Но бежать в Азов с повинной по примеру других Фролов не решался: губернатор знал его как «древнего бунтовщика» и мог не поверить в искренность намерений, хотя Фролов, чтоб расположить к себе Толстого, отправил ему однажды тайные сведения о булавинцах…
И вот поздним вечером к Фролову является булавинский есаул Тимофей Соколов. Без дальних слов приступает к делу:
– Ты что ж, Василий, в шпионах у господина Толстого состоишь или как?
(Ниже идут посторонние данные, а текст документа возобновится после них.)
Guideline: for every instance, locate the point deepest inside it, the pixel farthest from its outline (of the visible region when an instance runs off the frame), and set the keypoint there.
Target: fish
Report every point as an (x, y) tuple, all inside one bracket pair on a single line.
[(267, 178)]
Фролов помертвел от страха, забормотал:
– Наклепали на меня… не ведаю ничего, Сроду того не мыслил.
Есаул Соколов впился в него острыми глазками, произнес с ухмылкой:
– Сказывай кому другому! Я твою цидулю господину Толстому сам читал…
Фролов повалился есаулу в ноги:
– Не губи, Тимофей! Вспомни, как допрежь сего в ладу с тобой жили… Попутал меня окаянный! Зарок дам, никогда более и пера в руки не возьму…
– Кто ныне зарокам верит? – перебил есаул. – Вставай, не греши. И ответствуй без утайки. Я тебе не враг, понял?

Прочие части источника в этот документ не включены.